World markets tumbled Thursday, led by by the Nikkei, which sunk 7.3%.
Other markets quickly followed suit.
European markets were all down about 2%, while Asian markets ended the day with sharp losses.
In the U.S., stock futures were down between 0.8% and 1%.
Meanwhile, the yield on the 10-year Treasury note nudged back up near 2%, as investors sought safety in government-backed bonds.
Investors were spooked by worse-than-expected Chinese data that showed manufacturing slowed for the first time in seven months, and the latest minutes from the U.S. Federal Reserve's monetary policy meeting.

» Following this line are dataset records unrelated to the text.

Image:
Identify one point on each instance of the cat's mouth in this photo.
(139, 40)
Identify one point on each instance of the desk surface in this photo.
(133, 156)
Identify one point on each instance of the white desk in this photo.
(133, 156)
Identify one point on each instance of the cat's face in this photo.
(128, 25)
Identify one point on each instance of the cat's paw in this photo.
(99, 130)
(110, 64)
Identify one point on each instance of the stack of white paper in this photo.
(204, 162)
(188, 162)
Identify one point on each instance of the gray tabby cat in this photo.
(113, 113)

"We fear that this may get very ugly, very quickly, and that with the usual 5%-7% correction having happened in one day (in Japan), a greater 7%-10% correction... or worse... shall follow," wrote Dennis Gartman, editor and publisher of daily financial newsletter The Gartman Letter.

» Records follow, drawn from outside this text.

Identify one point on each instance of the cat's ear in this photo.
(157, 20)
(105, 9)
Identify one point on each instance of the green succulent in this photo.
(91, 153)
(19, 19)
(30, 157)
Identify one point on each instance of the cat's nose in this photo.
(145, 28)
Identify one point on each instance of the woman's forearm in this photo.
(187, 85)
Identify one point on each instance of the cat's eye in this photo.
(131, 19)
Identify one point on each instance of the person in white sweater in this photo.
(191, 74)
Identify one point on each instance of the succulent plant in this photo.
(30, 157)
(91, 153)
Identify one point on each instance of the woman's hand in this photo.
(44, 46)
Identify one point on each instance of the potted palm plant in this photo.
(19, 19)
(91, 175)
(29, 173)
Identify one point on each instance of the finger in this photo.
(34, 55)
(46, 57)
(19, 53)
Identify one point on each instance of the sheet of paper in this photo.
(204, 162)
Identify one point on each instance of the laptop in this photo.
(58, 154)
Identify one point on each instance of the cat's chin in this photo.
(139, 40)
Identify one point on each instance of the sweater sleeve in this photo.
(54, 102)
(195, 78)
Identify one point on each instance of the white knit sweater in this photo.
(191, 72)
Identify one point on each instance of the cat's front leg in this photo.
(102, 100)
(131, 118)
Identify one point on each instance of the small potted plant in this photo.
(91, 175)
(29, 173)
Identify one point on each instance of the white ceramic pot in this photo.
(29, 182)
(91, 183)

U.S. stocks had rallied early Wednesday after Fed chairman Ben Bernanke told lawmakers that withdrawing monetary stimulus prematurely could derail the economic recovery.
But markets went into reverse after the Fed's minutes showed that some members were willing to dial down the Fed's bond-buying program as soon as June if the recovery appears sustainable.

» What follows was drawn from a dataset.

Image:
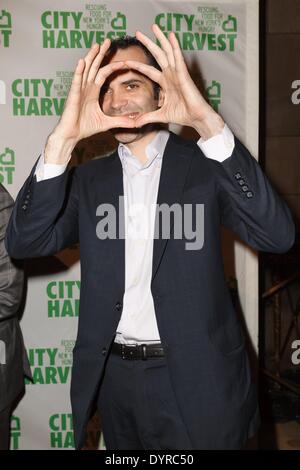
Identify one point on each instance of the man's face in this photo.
(128, 93)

On the economic front, the Department of Labor reported that initial claims for unemployment benefits fell to 340,000 last week, down from 363,000 the week before.
A report on new home sales is due Thursday.
On the corporate front, Ralph Lauren is set to report quarterly results in the morning, while Gap and Sears Holdings are up after the bell.
Shares of Hewlett-Packard surged about 12% in premarket trading after the PC-maker reported quarterly earnings that beat estimates.
Shares of Tesla slumped nearly 3%, a day after the electric car maker announced that it had repaid a $465 million loan from the government nearly a decade before it was scheduled to do so.